(the bandwidth savings are considerable if I just keep using this photo over and over again
Along with tipping Tom Kelly to succeed Dusty Baker in Chicago, the St. Paul Pioneer Press’ Charley Waters tries to impress us with the fact he receives his copy of Slam Magazine early.
The Timberwolves’ Kevin Garnett in a coming issue of Slam Magazine: “¦one thing that I can’t stand is if I’m working hard and the organization upstairs isn’t working hard, it’s not fair. It’s not fair to me.”
Asked if he would want to leave if the Wolves don’t improve, Garnett said: “I got to.” Down the road somewhere? “I got to. If you’re not working towards a championship, then why are we in this? I’m in it to win, man, I’m not in it to be coming back talking about next year. I’m 30. I’ve probably got four to five years, you know what I’m saying? My clock is ticking, man.”
Just because the following quote is two weeks old, is no reason we can’t savor it.

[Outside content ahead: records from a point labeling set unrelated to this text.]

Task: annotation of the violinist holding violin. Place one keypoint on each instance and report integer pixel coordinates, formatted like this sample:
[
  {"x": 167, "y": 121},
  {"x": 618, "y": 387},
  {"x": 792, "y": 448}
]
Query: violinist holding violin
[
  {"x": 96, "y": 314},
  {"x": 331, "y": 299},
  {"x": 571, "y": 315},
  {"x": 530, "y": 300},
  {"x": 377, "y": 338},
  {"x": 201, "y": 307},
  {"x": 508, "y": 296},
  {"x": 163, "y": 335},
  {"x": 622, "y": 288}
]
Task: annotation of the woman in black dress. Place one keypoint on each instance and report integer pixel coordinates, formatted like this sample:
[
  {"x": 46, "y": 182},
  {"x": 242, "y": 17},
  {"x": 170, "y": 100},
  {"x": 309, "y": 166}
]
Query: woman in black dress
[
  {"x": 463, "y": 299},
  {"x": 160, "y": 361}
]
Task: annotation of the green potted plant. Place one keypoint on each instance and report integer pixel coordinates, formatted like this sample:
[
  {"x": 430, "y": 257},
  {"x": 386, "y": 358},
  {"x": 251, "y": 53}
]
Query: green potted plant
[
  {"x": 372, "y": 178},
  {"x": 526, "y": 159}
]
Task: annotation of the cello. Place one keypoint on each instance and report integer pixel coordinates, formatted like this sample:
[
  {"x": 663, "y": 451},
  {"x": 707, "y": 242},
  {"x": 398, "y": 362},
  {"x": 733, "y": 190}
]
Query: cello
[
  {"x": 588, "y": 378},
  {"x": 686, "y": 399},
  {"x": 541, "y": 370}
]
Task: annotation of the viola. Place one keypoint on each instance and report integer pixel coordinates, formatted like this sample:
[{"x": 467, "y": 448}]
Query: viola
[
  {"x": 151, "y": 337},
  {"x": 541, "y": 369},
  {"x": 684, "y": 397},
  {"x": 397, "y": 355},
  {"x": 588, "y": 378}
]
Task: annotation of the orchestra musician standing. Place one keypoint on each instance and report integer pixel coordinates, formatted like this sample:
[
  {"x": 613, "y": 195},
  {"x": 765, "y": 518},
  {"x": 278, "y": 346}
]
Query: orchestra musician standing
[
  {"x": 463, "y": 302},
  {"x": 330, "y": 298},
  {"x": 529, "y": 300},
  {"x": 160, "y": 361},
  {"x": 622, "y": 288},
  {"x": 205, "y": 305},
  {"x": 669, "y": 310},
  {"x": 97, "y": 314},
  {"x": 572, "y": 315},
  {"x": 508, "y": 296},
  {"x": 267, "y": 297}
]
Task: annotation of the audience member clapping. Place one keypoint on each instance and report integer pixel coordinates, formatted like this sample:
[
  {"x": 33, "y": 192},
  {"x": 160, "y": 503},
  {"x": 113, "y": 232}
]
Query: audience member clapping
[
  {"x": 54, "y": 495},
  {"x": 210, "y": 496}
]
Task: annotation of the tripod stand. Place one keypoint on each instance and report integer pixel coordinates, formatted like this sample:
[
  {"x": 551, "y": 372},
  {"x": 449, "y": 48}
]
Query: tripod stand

Celtics Doom’s verdict on the Kevin Pittsnogle signing :
It is classic Ainge marginalia, a heavily tattooed shiny object to dazzle the fans as he sifts amidst the garbage that litters the NBDL and summer leagues to find some brand new fool for us all to hang our hopes on.
Regardless of how many times I’ve seen that photo here it still makes me laugh.
glad you’re digging it, ‘Lil Dice, cause due to budget cuts, I’m gonna have to use it to illustrate all items about the Twins, the Wild, Golden Gopher hoops, Saints baseball, Morris Day, TVBC and Aaron Gleeman’s diet.
I assume the COCK SOUP pic is being saved for Grant Hart sightings and/or Dave Pirner reports, then?